Experiment - Why deployment serves predictions

Problem:You have trained a PyTorch model to classify images, but you want to understand why deploying the model to serve predictions is important for real users.

Current Metrics:Training accuracy: 95%, Validation accuracy: 92%, No deployment yet.

Issue:The model works well during training but is not accessible to users because it is not deployed to serve predictions.

Your Task

Deploy the trained PyTorch model to serve predictions through a simple API so users can send images and get classification results.

Use PyTorch for the model.

Use a lightweight web framework like Flask or FastAPI.

Keep the deployment code simple and clear.

Hint 1

Hint 2

Hint 3

Solution

PyTorch

import torch
from torchvision import transforms
from PIL import Image
from fastapi import FastAPI, File, UploadFile
import io

# Define the model class (example: simple CNN for 10 classes)
import torch.nn as nn
import torch.nn.functional as F

class SimpleCNN(nn.Module):
    def __init__(self):
        super().__init__()
        self.conv1 = nn.Conv2d(3, 16, 3, 1)
        self.conv2 = nn.Conv2d(16, 32, 3, 1)
        self.fc1 = nn.Linear(32 * 5 * 5, 128)
        self.fc2 = nn.Linear(128, 10)

    def forward(self, x):
        x = F.relu(self.conv1(x))
        x = F.max_pool2d(x, 2)
        x = F.relu(self.conv2(x))
        x = F.max_pool2d(x, 2)
        x = torch.flatten(x, 1)
        x = F.relu(self.fc1(x))
        x = self.fc2(x)
        return x

# Load the trained model weights
model = SimpleCNN()
model.load_state_dict(torch.load('model.pth', map_location=torch.device('cpu')))
model.eval()

# Define image transforms
transform = transforms.Compose([
    transforms.Resize((28, 28)),
    transforms.ToTensor(),
    transforms.Normalize((0.5, 0.5, 0.5), (0.5, 0.5, 0.5))
])

app = FastAPI()

@app.post('/predict')
async def predict(file: UploadFile = File(...)):
    image_bytes = await file.read()
    image = Image.open(io.BytesIO(image_bytes)).convert('RGB')
    img_t = transform(image).unsqueeze(0)  # Add batch dimension

    with torch.no_grad():
        outputs = model(img_t)
        _, predicted = torch.max(outputs, 1)
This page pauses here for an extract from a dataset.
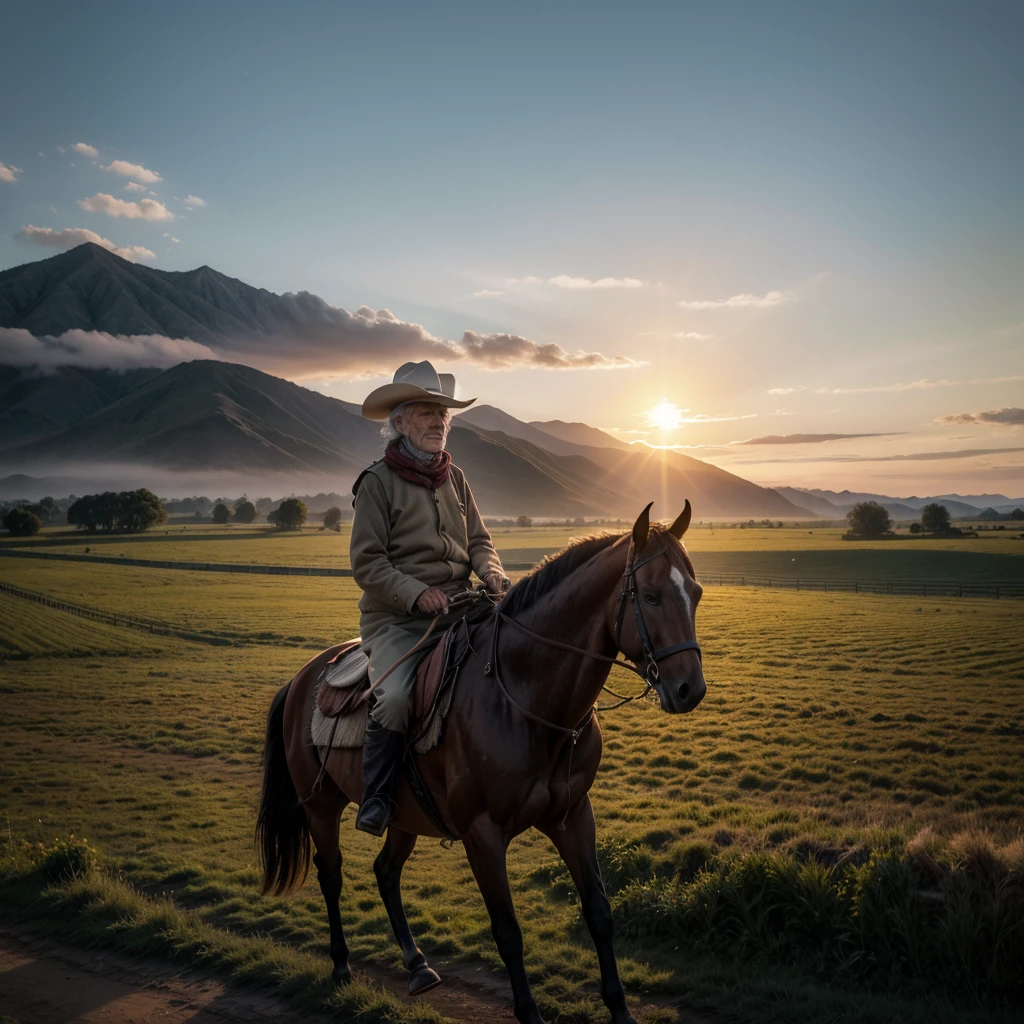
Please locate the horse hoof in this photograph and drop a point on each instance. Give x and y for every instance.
(422, 980)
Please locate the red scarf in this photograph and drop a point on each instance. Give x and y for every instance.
(431, 474)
    return {'predicted_class': int(predicted.item())}

# To run this app, save as app.py and run:
# uvicorn app:app --reload

Created a simple CNN model class matching the trained model.

Loaded the trained model weights with map_location to handle CPU loading and set model to evaluation mode.

Built a FastAPI app with a /predict endpoint to accept image uploads.

Processed uploaded images with transforms before prediction.

Normalized images with 3 channels mean and std instead of 1 channel.

Returned the predicted class as JSON to serve predictions.

Results Interpretation

Before deployment: Model had high accuracy but was not accessible to users.

After deployment: Model serves predictions through an API, making it usable in real applications.

Deploying a trained model to serve predictions is essential to make the model useful for real-world users. It bridges the gap between training and practical use by providing an interface for input and output.

Bonus Experiment

Extend the deployment to accept multiple images at once and return predictions for all.

💡 Hint

Modify the API endpoint to accept a list of files, process each image in a loop, and return a list of predicted classes.